Никогда никого не забуду - [4]
И впрямь — внушительного размера и объема. Изба избой, но сложена из бревен, могучих, словно дорические колонны, уж не знаю, какого именно происхождения: лиственница ли это или сосна здешней породы. Попросился у новых хозяев взойти во двор — и он обширен и скорее похож на двор этапных острогов. По этому ли сходству или по иной причине при всем просторе остается ощущение неволи.
Совсем невелик мой тюремный опыт, и, весьма вероятно, все дело во взвинченном воображении, но мне кажется, что большая клетка в некотором роде страшнее малой. В ней взгляд протяженнее, обзор шире, да. Но оттого ее железные прутья лучше и дальше видать, о ней не забудешь, и в ней не забудешься. Она — замкнутое пространство; пространство — но замкнутое. В ней есть дразнящий намек на простор, но тем отчетливее насмешка над этим намеком и над этим простором.
Человек, построивший такой дом, что он в нем испытывал? И для чего именно такой построил?
Пустили, спасибо, и в комнаты. Мебель, оставшаяся по большей части, как мне сказали, еще от Ивана Ивановича, напомнила мне ту, что была у гоголевского Собакевича: вся будто с маху сработана — бац! бац! — одним только плотницким топором. Огромен стол. Беленая голландская печь тоже весьма обширна. И все эти размеры странным образом угнетают… Или это я внес с собою в дом свое тягостное чувство?
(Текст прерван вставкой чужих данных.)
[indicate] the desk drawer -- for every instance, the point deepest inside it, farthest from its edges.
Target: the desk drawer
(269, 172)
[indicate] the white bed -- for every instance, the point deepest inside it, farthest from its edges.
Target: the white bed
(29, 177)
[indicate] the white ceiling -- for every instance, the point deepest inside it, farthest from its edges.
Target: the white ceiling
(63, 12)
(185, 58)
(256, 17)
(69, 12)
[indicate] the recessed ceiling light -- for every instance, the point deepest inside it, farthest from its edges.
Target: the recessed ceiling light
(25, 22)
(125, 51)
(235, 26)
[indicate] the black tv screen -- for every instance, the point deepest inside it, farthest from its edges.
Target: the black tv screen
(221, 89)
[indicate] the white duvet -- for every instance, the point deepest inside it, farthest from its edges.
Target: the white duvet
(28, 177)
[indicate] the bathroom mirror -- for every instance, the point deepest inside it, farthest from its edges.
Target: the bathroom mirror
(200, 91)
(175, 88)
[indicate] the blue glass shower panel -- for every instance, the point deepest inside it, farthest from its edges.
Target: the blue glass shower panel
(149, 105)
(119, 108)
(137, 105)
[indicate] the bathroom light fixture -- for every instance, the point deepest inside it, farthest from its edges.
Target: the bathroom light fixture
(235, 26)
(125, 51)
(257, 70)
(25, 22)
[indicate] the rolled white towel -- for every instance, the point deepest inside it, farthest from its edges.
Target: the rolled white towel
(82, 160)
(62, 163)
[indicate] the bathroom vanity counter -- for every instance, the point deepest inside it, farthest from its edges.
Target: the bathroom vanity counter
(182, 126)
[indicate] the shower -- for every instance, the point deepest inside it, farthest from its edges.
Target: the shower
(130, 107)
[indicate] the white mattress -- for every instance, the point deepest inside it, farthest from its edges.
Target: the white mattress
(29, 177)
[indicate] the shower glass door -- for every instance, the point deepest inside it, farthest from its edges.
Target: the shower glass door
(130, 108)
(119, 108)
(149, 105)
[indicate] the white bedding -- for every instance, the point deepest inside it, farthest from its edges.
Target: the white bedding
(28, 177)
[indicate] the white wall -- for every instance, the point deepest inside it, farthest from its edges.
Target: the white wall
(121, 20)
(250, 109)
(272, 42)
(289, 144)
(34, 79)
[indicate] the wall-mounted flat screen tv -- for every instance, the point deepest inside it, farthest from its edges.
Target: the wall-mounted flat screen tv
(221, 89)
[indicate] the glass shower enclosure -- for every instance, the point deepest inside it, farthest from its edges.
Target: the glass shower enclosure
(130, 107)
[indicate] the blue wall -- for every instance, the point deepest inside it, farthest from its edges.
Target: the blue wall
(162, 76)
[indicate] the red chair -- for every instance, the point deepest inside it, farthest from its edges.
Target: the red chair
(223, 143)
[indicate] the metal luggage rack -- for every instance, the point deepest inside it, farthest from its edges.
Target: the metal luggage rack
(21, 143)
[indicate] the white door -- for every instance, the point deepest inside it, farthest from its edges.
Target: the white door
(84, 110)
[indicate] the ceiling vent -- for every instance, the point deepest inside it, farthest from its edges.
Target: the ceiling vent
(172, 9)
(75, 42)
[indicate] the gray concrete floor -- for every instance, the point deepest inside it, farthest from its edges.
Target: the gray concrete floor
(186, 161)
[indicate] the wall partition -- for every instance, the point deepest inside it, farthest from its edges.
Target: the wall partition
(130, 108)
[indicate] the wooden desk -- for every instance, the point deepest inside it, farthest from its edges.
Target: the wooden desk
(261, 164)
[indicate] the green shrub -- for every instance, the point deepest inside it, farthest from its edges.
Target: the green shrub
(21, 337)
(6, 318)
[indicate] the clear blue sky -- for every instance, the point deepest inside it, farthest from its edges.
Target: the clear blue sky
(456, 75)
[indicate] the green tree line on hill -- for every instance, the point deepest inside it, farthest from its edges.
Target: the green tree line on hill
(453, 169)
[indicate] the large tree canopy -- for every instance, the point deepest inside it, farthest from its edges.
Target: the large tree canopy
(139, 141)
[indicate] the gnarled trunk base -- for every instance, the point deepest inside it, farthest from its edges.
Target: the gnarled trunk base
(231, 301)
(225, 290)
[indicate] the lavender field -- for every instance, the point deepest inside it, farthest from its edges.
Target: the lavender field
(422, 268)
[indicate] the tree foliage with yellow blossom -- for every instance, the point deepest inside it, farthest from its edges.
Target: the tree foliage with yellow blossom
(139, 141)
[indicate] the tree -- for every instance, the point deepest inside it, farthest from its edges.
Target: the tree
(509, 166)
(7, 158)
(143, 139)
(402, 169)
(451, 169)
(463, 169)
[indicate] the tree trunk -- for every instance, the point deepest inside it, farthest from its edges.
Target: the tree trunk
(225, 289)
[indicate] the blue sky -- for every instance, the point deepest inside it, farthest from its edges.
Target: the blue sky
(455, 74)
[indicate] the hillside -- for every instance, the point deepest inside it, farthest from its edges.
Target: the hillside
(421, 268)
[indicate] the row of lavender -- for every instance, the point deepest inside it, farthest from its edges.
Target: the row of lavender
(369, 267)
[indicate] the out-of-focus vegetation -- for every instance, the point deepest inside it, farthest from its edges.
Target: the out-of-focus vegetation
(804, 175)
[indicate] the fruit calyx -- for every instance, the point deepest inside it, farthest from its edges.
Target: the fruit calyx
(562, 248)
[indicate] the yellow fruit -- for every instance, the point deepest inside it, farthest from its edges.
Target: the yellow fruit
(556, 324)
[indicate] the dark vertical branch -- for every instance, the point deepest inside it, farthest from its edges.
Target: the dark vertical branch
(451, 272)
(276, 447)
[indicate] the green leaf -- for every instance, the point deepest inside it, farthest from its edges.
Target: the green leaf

Любезно приглашен к Харламнию Алексееву (он, будто нарочно, по батюшке, как и я, Романович), секретарю конторы, в которой имею честь и удовольствие добывать насущный хлеб. И пристально разглядываю дагерротип Горбачевского.
Опять и сразу вспомнил Гоголя, у которого мебель как бы кричит: и я Собакевич! и я похож на Собакевича! Разумеется, не имею в виду ни малейшего уничижения — да и кому меня в этом подозревать? — но и вправду Иван Иванович словно рубил дом и ладил столы и стулья по своему образу и подобию.
Крупная голова на крупном туловище. Волосы, усы, бакенбарды, почти сросшиеся под подбородком и больше зхожие на бороду, — все это мало сказать густое — дремучее какое-то, способное само по себе устрашить. Гривастый лев, да и только. Или, изъясняясь не столь зоологически, отставной корпусной командир, только не из нынешних и не из николаевских, не из тех, что усвоили манеру и внешность века, всех причесавшего под одну гребенку, а еще необнемеченный. Не укрощенный. Александровских времен, ермоловских кровей.
И снова все, что с ним и на нем, под стать ему. Лорнет, больше похожий на портновские ножницы. Сюртук, тяжелый, будто кольчуга, потянувшая на иртышское дно Ермака Тимофеевича. Чубук — толстый, как бильярдный кий, и сами пальцы, его обхватившие, тоже толстые, заскорузлые, узловатые в суставах. Руки словно разбиты, расплющены работой, хотя Иван Иванович самолично ремеслами, кажется, не занимался.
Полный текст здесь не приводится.